Su invito dell’associazione Ad Pacem servandam, sabato 15 marzo 2025 Nicolas Tenzer ha tenuto una conferenza al Salone del Libro e delle Culture a Lussemburgo-Kirchberg. Il tema era “La nostra guerra e il ritorno dei crimini di massa”.

Prima di dare la parola a Tenzer, il presidente ha chiesto un minuto di silenzio per la morte al fronte russo-ucraino di Oleksij Savkevich, un grande amico che l’associazione aveva invitato in Lussemburgo alcuni anni fa.

Per Tenzer, l’assassinio di Oleksij è stato il punto di partenza della sua conferenza e di ciò che vuole dire su questa guerra. Perché si tratta innanzitutto di una guerra che uccide in modo massiccio e deliberato soldati e civili ucraini, che ricorda altri genocidi noti (quello dei nazisti contro gli ebrei, quello dei turchi contro gli armeni, quello degli hutu contro i tutsi, ecc. Da quando Putin è al potere in Russia, centinaia di migliaia di vite sono state sacrificate in Cecenia, Siria, Georgia e Ucraina. L’Ucraina è oggi un paese di mutilati, di militari che hanno perso braccia, gambe, occhi, volti. Ogni giorno, nei villaggi conquistati dai russi, assistiamo a stupri di massa, perché lo stupro è anche un’arma di guerra, e a torture. Il diritto internazionale viene calpestato: crimini di guerra, crimini contro l’umanità, crimini di genocidio e crimini di aggressione vengono perpetrati dallo Stato russo. Questo si ripete sistematicamente, aggiungendo ogni volta crimine a crimine, abominio ad abominio. 

Ciò che rafforza ancora di più la tesi del genocidio ucraino è la distruzione da parte dei russi del patrimonio culturale e religioso di questo popolo. I russi sono spinti dal desiderio di annientare semplicemente il popolo ucraino, la sua cultura, la sua stessa esistenza. Gli ucraini liberati durante gli scambi di prigionieri raccontano di essere stati sistematicamente torturati. 

Per Tenzer, la Russia è uno Stato con cui non è possibile trovare alcun compromesso, con cui non è possibile negoziare.

L’ascesa politica al potere assoluto di Putin è stata sanguinosa. All’inizio si è associato a tutti i mafiosi dei bassifondi di San Pietroburgo che trafficavano armi, droga, donne, ecc. E questa è la realtà del regime russo: un regime fondato sul sangue delle persone, fondato sulla predazione delle ricchezze. La Russia di Putin non ha smesso di causare anche la sventura del proprio popolo.
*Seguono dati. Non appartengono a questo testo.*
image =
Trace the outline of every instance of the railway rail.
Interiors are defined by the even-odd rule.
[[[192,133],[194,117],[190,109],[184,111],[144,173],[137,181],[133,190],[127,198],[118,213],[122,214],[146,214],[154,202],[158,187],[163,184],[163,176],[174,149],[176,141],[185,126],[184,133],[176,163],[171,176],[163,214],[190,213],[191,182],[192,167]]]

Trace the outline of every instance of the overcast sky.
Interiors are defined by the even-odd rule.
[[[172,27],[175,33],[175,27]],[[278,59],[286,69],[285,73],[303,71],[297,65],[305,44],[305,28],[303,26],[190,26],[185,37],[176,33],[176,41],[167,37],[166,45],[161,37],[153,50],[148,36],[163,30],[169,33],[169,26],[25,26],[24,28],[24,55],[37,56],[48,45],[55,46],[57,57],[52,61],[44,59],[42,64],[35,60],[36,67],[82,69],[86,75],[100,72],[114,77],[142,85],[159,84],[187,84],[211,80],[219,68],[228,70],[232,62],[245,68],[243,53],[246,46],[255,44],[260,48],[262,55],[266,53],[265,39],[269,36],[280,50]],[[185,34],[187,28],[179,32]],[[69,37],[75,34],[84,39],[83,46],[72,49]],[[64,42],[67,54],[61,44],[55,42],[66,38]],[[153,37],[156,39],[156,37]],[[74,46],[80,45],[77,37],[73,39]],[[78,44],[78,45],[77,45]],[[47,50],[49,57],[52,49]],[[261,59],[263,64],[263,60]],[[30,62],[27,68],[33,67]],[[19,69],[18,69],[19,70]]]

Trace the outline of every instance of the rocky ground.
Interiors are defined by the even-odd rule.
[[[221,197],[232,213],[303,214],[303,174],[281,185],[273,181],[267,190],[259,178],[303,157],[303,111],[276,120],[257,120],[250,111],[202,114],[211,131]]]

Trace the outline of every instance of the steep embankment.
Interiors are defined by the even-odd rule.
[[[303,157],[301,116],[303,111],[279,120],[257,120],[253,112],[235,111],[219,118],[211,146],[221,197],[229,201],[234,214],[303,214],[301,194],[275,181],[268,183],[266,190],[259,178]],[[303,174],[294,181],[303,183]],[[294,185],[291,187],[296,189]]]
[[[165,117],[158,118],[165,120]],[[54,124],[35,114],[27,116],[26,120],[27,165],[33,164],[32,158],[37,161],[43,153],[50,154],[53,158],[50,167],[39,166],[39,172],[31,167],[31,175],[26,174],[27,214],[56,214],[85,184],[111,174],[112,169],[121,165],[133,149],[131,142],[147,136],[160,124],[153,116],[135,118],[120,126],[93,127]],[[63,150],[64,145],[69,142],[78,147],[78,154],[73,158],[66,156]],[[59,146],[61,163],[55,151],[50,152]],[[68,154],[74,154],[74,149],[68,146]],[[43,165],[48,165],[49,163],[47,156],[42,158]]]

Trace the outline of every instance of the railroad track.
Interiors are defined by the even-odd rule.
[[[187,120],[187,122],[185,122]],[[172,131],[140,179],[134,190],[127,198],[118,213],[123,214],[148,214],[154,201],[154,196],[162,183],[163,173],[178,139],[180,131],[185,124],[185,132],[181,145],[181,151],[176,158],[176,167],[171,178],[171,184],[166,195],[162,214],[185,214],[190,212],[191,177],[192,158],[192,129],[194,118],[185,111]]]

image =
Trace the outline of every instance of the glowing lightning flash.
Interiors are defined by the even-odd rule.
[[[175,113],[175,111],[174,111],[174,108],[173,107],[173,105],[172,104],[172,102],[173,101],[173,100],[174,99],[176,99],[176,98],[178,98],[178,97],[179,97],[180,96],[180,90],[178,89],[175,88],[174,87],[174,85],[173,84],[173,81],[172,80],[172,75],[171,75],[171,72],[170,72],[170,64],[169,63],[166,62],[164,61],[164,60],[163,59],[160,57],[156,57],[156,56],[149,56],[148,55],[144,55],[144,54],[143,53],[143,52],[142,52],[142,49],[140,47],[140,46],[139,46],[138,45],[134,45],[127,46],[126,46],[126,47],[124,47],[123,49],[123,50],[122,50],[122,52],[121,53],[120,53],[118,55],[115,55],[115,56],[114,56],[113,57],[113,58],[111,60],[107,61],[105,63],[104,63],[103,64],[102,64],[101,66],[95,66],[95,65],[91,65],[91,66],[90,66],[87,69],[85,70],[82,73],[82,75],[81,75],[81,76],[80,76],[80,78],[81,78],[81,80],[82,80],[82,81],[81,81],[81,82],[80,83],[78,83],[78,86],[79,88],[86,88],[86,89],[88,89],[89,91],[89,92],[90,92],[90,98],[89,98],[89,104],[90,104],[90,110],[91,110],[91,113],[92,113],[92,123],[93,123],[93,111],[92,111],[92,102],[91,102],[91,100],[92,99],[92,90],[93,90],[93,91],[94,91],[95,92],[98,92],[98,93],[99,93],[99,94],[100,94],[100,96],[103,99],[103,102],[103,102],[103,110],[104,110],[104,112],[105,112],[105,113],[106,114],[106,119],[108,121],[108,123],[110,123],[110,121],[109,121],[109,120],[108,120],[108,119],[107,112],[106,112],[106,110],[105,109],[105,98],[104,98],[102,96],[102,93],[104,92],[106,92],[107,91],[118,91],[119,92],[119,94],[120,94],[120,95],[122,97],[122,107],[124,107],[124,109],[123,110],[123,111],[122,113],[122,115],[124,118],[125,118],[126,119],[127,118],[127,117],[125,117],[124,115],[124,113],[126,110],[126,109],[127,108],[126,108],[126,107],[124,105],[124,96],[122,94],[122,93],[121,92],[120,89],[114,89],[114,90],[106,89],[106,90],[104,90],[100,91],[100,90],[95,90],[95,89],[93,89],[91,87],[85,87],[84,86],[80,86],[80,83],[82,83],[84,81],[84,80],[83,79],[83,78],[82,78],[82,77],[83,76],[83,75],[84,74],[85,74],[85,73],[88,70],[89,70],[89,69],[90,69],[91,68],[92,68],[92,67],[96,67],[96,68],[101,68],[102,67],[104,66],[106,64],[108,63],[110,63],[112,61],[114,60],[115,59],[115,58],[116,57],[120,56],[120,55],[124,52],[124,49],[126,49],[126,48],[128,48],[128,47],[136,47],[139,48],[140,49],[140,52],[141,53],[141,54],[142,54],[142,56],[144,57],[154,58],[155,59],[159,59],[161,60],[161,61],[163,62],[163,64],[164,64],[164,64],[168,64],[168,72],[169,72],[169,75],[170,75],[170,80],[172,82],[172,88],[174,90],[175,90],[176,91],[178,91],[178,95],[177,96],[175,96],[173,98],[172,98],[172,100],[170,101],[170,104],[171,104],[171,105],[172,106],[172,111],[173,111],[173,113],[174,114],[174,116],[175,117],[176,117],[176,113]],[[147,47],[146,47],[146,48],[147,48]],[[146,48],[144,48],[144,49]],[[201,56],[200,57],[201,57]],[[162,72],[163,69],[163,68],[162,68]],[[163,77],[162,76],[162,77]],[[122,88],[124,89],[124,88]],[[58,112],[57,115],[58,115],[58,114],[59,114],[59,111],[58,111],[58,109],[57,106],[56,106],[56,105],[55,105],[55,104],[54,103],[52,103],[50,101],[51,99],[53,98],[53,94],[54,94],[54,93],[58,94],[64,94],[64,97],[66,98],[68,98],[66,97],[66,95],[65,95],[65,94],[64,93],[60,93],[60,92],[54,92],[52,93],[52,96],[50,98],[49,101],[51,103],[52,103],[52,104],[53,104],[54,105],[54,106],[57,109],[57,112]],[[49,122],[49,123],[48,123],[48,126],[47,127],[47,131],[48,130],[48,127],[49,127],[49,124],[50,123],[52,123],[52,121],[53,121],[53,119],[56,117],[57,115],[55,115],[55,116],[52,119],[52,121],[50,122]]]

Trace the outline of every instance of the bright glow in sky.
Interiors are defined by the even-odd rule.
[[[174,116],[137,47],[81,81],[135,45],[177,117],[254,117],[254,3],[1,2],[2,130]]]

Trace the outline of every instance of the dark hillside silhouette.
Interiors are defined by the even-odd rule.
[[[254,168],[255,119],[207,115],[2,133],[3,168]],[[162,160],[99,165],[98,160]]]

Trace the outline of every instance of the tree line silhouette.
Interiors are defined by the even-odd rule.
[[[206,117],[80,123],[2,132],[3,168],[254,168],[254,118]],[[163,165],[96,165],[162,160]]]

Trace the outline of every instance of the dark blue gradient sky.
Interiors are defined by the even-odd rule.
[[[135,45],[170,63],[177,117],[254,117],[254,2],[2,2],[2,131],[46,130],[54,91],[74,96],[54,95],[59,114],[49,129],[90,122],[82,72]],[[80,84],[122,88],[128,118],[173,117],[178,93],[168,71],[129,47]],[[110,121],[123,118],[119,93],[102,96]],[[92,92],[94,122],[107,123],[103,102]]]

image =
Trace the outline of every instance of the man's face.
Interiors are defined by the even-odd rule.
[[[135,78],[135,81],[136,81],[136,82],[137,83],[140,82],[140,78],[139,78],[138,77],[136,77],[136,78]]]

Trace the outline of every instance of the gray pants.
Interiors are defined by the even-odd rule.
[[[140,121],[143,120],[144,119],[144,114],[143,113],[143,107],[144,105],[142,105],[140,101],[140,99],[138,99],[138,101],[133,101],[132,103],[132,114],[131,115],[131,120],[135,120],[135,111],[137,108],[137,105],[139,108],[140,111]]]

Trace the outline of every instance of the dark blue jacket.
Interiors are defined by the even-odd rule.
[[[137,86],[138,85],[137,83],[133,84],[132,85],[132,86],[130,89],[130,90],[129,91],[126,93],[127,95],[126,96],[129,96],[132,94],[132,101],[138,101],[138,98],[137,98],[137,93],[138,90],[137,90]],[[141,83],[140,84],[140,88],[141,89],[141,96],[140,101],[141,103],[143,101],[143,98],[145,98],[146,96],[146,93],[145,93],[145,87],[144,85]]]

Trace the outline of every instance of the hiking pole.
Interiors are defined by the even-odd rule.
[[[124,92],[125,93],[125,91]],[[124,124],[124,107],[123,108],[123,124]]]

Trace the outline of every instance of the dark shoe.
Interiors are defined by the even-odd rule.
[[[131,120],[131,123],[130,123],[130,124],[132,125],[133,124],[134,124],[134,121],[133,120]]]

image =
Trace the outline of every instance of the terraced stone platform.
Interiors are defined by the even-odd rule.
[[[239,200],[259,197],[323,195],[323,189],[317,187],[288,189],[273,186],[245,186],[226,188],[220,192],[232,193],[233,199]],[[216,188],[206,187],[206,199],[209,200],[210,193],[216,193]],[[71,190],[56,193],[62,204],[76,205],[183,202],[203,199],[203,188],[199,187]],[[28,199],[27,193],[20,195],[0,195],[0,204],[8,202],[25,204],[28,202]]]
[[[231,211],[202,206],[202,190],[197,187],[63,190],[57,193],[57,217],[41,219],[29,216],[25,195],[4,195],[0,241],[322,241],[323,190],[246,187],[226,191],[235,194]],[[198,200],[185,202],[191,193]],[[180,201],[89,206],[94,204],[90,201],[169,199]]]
Tenzer critica una sorta di auto-riciclaggio da parte dei leader occidentali dopo tutte le aggressioni e le occupazioni di territori stranieri compiute dalla Russia negli ultimi decenni. Si nota una lunga lista di complicità (europee) con questo regime russo, nonostante i crimini di massa che continua a perpetrare. Alcuni arrivano addirittura a dire che bisognerebbe capire i russi, capire che si sentono circondati dalla NATO e reagiscono facendo la guerra.

Gli americani e gli europei hanno certamente fornito all’Ucraina materiale militare per difendersi, ma in modo lento e graduale, obiettando che non si deve rischiare un’escalation. In questo modo si evita di guardare in faccia i responsabili dei crimini! Poi ci sono gli appelli a «non rischiare una terza guerra mondiale». Questo, come tutti gli altri argomenti, proviene dal libro delle ricette del Cremlino. Tutte queste paure dell’Occidente sono deplorevoli! 

Poiché l’Europa non ha fornito abbastanza armi all’Ucraina, nel 2024 la Russia ha conquistato 3.865 km2, ovvero lo 0,6% del territorio ucraino.

Per quanto riguarda le sanzioni occidentali dal 2014, c’è stata troppa propaganda negativa e reticenza, sostenendo che danneggiano gli agricoltori, i produttori e gli industriali europei. Certo, ci sono state delle ripercussioni, ma non danni globali a lungo termine.

E bisogna rendersi conto che ancora oggi l’Europa continua a importare gas naturale liquefatto russo e prodotti di origine fossile. E che l’Europa non ha messo in atto sanzioni secondarie o extraterritoriali nei confronti di paesi come l’India, gli Emirati Arabi e la Cina che continuano a commerciare con la Russia.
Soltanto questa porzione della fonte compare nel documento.